Getting into the HOF

Heartfelt congratulations to Dr. Flip Homansky, who is part of the class of 2026 by being inducted into the Universal Music Hall of Fame. Although I have been a HOF voter for almost a decade, I did not vote in the non-participating category, which is where Homansky was elected.

After completing his residency in internal medicine in 1979, Homansky moved to Las Vegas and worked as a general practitioner for twenty years. As noted by the IBHOF, “he was at the forefront of and instrumental in many initiatives to improve the safety of boxers, including reducing championship rounds from 15 to 12 and mandatory HIV and anabolic steroid testing.”

Here’s Homansky playing the Mike Tyson-Orlin Norris fight in 1999.

More info here:

Your Crystal Ball Predictions for 2026

What’s the Worst Financial Advice You’ve Ever Received?

Money Song of the Week

As we say goodbye to Grateful Dead guitarist/vocalist Bob Weir after his long, tumultuous tour, let’s take a look back at the time he and Jerry Garcia were interviewed about the jam band’s wild success from the 1960s onward.

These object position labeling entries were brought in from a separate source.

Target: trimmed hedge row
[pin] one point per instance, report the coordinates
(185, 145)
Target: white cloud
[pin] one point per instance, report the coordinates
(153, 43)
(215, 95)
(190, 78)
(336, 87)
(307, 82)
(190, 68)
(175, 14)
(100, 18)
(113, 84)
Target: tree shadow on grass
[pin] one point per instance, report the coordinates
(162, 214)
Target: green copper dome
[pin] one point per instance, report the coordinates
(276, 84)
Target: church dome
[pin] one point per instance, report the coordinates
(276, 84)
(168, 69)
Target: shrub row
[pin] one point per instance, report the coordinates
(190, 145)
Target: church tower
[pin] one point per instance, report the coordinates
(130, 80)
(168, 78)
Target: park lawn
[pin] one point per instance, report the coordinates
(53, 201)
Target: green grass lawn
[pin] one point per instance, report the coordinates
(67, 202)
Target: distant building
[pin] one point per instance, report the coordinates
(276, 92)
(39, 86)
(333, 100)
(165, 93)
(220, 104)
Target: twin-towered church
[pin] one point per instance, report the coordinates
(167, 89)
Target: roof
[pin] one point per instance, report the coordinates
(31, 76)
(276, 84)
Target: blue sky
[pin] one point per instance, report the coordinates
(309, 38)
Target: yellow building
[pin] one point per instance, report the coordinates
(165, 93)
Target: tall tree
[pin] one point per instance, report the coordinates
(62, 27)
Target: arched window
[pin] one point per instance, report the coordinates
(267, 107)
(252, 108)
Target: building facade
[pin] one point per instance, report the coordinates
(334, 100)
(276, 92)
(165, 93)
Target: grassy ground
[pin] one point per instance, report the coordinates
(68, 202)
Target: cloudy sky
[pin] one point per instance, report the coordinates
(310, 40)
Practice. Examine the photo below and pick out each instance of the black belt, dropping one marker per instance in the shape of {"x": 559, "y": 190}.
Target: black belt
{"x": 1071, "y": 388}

Basically, he was asked what it was like to be rich and famous, and Weir, who died last month at the age of 78, responded with an interesting answer about pistachios.

Sometimes, if you have enough money, small worries are not worth considering.

In 1974, the Grateful Dead released the song Money Money, written and sung by Weir, and it tells the story of a man who is hunted by his partner for, you guessed it, money.

As the song goes,

“You say, ‘Money, honey,’ I rob a bank/I just load my gun and mosey to the bank/Take out my savings and a loan/To keep my chiquita in eau de Cologne.”

The song hasn’t aged well, and many fans think the messages are outdated and misogynistic (although some say it was actually a joke). The band apparently only played live three times, so apparently, the members didn’t like it too much either.

But then again, the Dead weren’t known for 4 minute, 24 second deep songs. He was famous for his incredibly long concerts that forced his fans to travel all over the country to hear him live. And giving the band their money’s worth for years and years.

More info here:

Every Money Song of the Week Ever Published

Tweet of the Week

Obviously, it pays to be a pilot.

As one Redditor pointed out, however, “From absolutely zero, plan to invest ~$150,000 in your certificates and 10 years of low-paying entry-level jobs before you break even on that investment. Then it’s another 5-10 years before you make this kind of money.”

How much pressure have you felt as a resident? Do you think it is conceivable for a family of four to live on about $32,000? How about $140,000?